Project Red puts heart health centre stage—literally

Annual charity fashion show takes things up a notch

Project Red will be held in Grant Hall on Feb. 7.
Credit: 
Supplied by Dee Mackintosh

Heart health, but make it fashion.

Project Red is back at it again with their annual charity fashion show on Feb. 7. This year, they’re proclaiming it The Age of Love. Starting at 8 p.m., the show will be held in Grant Hall.

Co-Director Dee Mackintosh (Nursing ’20) talked to The Journal about the annual show. She said the team has been preparing for this since September.

“Once we got back [to Kingston], we started hiring our models and dancers and performers. And we've been working on it ever since then. So it's been a long, long process. And we're excited that it's coming to the final bit this week.”

Along with her directorial counterpart, Nicole Burgess, Mackintosh oversees the various sections that make up the fashion show. From models to dancers, designers and choreographers, there are a lot of people to coordinate with to ensure the show goes off without a hitch.

There are even more groups behind the scenes—including marketing, sponsorship, and fundraising. It takes a lot to get the show working smoothly, but Mackintosh says it’s all worth it. After all, it’s supporting a good cause.

All proceeds from the fashion show goes towards the Heart and Stroke Foundation. This year, a Cardiovascular Imaging Network at Queen’s (QINC) lab will be participating as one of the acts in the show.

“One of the aspects that we're incorporating this year into the show is we're actually going to have a lab that does research and was previously funded by the Heart and Stroke Foundation through Queen’s,” Mackintosh said in an interview with The Journal. “They're coming and are actually going to demonstrate the research that they've done with the Heart and Stroke money.”

The researchers are going to demonstrate the technology they’ve developed: a portable ultrasound machine that, by Mackintosh’s understanding, will be used to help isolated Northern communities and developing countries do quick and easy ultrasounds to determine if someone requires further medical care.

This way, viewers aren’t only entertained by the models and dancers that occupy the stage every year, they’ll also get to see exactly where their money is going.

Project Red’s mission is to promote a healthy, active lifestyle around campus. They do this in a number of ways, but this is the first time they’re inviting a cardiovascular research lab to perform for their audience. In this way, they’re taking Project Red to new levels.
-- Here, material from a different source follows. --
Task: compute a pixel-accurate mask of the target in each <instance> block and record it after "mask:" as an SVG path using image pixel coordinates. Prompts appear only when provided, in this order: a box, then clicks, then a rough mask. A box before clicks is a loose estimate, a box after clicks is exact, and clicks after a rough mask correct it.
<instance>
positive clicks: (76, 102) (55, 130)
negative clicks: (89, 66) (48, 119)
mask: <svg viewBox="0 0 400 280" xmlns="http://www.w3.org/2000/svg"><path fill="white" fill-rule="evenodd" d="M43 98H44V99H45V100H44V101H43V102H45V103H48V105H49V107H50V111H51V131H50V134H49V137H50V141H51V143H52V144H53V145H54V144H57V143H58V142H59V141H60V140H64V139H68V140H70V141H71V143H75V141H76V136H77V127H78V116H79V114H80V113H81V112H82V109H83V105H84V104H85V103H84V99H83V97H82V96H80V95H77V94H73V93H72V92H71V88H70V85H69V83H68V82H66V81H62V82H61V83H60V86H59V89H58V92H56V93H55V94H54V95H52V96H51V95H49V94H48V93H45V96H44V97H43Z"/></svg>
Typically, they work to encourage students to take their heart health seriously through an annual 5K run. This happened last October and was called Run Your Heart Out.

The focus on heart health translates in their fashion show through the executive’s focus on desires of the heart, through all forms of love.

The theme this year, then, is all the more fitting: The Age of Love.

Broken into four acts—titled Self-Love, Pride, Unity, and Romantic Love—the show will demonstrate all different types of love a person can experience. This idea came from Mackintosh and Burgess’ personal experiences as nursing students, seeing how much familial, platonic, and romantic love can impact a patient’s recovery process.

“We’re really focusing this year on how love can impact people,” Mackintosh said. “Really driving home the message [that] love is love, no matter what form it’s in.”

She said that as nurses, they see patients all the time in the hospital with heart conditions, or people who have suffered from strokes.

“So, we really wanted to show that love is super important, whether that comes from family or friends or even the staff at the hospital, or people that work with you to recover.”

Ultimately, Mackintosh hopes people will come out and support the Heart and Stoke Foundation and the Queen’s community.

“I hope that audience members can come in, see a group of people who have a lot of fun together, [and] feel really positive leaving the show feeling like they've made a difference for the Heart and Stroke Foundation and supported their peers.”